Ireland had developed a growing method over the years very similar to the Andean way of growing potatoes called Wacho.  It had become known as Lazy beds in Europe.  They took up the sod and stacked them on top of each other.  This created ridges with a small trench nearby.  Because the ridges were raised up, they heated up in the day earlier and retained heat.  They were dense roots so they held onto the nutrients in the soil and because of the grass resisted erosion.  The densely packed Wacho also resisted weeds.  Because the soil held more nutrients, they didn't need fertilizer (guano).  The fallows from where the sod had been dug up acted like natural drains when it rained.  

This method had been perfected and used from most likely Inca times in Peru and used successfully into Ireland hundreds of years later.  Until, they are told differently.

"Activist like Andrew Wight and Jethro Tull wanted farmers to release soil nutrients by deep thorough plowing, to plant every bit of terrain, to change the land with fertilizer, use ruthless weeding, and maximize yields by efficient harvesting.  Believers in technology, they viewed the newest factory made harrows, drillers and harvesters as God given tools to accomplish these goals."

They got rid of the Wacho growing methods, a decade later the potato blight all but destroyed the potato.  It is quite a harrowing story reading about the Great Famine. 

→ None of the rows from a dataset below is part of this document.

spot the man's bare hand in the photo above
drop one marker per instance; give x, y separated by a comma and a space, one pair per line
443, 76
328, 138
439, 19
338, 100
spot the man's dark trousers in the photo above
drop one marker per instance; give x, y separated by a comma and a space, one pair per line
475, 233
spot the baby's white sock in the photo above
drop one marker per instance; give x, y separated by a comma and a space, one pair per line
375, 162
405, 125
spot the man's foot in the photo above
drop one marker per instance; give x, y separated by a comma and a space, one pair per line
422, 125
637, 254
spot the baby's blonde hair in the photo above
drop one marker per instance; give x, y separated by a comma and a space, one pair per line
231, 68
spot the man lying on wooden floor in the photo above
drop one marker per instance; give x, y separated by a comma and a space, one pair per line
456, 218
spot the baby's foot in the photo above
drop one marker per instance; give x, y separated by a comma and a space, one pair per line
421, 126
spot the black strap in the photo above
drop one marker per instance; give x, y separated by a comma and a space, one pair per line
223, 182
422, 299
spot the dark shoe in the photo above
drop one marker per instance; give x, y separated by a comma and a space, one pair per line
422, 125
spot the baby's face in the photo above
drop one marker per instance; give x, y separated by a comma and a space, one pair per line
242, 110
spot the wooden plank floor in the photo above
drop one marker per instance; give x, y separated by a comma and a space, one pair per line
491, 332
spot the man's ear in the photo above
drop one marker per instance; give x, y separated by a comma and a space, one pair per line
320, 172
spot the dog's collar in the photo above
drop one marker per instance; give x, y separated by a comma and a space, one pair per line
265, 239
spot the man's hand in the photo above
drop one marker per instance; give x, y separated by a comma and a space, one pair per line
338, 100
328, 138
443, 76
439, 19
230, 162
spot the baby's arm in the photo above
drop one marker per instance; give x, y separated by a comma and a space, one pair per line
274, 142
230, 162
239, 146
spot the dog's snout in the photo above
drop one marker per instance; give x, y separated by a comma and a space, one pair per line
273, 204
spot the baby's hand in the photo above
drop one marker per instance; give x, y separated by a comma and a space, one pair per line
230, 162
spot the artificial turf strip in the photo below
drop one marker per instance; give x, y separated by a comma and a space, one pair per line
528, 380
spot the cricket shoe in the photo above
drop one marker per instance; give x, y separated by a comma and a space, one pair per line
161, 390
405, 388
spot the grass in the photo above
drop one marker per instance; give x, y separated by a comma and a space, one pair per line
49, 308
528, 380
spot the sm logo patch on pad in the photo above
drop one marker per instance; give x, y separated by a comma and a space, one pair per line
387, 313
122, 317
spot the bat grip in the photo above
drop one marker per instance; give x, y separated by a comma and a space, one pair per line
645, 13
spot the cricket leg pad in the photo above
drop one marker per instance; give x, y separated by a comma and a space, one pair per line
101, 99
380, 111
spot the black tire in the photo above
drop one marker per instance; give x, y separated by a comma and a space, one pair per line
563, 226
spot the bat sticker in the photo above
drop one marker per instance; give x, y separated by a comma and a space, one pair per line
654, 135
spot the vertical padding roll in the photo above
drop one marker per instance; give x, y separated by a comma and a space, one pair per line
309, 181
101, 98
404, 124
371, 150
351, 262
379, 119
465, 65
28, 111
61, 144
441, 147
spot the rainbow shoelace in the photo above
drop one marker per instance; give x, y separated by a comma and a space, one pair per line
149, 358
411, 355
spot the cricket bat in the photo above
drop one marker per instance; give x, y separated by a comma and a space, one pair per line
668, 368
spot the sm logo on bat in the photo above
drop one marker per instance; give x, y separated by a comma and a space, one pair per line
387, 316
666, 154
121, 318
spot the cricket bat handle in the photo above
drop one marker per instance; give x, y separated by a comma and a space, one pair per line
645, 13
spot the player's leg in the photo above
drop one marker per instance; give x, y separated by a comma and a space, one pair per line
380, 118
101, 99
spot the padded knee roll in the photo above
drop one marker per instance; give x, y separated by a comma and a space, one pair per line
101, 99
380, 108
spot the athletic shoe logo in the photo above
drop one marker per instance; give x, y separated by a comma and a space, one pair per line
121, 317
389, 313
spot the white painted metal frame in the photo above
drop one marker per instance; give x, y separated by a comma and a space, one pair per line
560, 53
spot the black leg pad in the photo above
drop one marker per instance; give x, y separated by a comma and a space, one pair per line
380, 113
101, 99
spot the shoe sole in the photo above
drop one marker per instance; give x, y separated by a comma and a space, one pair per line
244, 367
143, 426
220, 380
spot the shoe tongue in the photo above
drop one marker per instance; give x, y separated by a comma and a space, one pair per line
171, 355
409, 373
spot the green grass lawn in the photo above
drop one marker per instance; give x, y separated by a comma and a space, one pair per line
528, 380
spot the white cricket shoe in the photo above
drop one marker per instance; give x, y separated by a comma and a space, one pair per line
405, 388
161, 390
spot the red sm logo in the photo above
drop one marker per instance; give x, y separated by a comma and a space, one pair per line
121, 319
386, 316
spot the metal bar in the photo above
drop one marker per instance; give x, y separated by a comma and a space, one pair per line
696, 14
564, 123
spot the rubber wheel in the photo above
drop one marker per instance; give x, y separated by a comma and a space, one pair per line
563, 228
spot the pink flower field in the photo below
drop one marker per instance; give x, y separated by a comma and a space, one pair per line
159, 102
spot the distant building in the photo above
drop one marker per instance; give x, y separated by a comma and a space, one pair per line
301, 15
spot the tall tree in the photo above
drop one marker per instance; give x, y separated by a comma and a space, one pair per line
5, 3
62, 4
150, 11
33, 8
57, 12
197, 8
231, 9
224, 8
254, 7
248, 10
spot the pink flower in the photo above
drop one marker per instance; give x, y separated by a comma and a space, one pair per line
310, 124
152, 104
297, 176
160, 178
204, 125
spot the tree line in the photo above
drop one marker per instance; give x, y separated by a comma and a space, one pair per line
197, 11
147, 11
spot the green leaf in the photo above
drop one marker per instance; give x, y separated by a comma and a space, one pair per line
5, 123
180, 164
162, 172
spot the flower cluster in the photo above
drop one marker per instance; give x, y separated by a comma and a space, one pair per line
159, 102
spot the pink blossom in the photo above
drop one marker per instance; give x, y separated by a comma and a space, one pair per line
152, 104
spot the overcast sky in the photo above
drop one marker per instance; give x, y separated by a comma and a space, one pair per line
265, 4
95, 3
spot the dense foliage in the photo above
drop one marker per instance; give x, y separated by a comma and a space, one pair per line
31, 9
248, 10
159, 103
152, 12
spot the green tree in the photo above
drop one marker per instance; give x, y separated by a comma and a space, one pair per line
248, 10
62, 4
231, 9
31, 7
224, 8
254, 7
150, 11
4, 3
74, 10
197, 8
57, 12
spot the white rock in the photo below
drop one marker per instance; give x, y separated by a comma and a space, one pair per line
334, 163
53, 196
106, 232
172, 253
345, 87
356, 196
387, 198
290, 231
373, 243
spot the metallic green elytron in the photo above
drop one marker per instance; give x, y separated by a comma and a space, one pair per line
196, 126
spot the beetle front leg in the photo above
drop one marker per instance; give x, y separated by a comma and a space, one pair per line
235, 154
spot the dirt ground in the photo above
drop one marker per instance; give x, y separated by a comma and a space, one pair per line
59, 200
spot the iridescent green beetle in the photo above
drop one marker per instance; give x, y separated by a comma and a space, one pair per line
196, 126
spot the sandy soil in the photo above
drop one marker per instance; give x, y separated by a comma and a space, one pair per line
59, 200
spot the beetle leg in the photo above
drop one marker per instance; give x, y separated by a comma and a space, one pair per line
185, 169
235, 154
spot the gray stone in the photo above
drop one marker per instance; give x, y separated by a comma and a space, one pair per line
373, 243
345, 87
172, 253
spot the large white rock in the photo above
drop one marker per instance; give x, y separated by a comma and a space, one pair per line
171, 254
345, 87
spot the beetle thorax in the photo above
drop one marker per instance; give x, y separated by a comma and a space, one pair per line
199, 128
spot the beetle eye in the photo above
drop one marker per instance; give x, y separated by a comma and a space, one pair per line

"During the next forty years, researches attributed the blight to ozone, air pollution, static electricity, volcanic action, smoke from steam locomotives, excessive humidity or heat, gases from the recently introduced sulfur match, and emanation from outer space, various insects..."

New technology and wanting efficiency replaced common sense and experience.  Even giving the name Lazy beds also makes it seem like they were subtly looking down on this growing method, instead of using the name Wacho.


It is interesting seeing the blame placed on various ideas because the real cause was unknown.  It is interesting to see how science was espoused over experience.  This can still be seen in coaching/therapy and almost every profession.  There must be a balance in, this is the way we have always done it and science says we should do it this way.

One quote that has stuck with me, " was simply the latest and worth pathogen to take advantage of the new scientific agriculture, ...on a terrain shaped for technology and not biology."

Makes me wonder how modern life is shaping the biology we call the human body.  

1 comment:

Anonymous said...

'It is interesting to see how science was espoused over experience'
This needs more detail.
Plus we need a working definition of 'science'.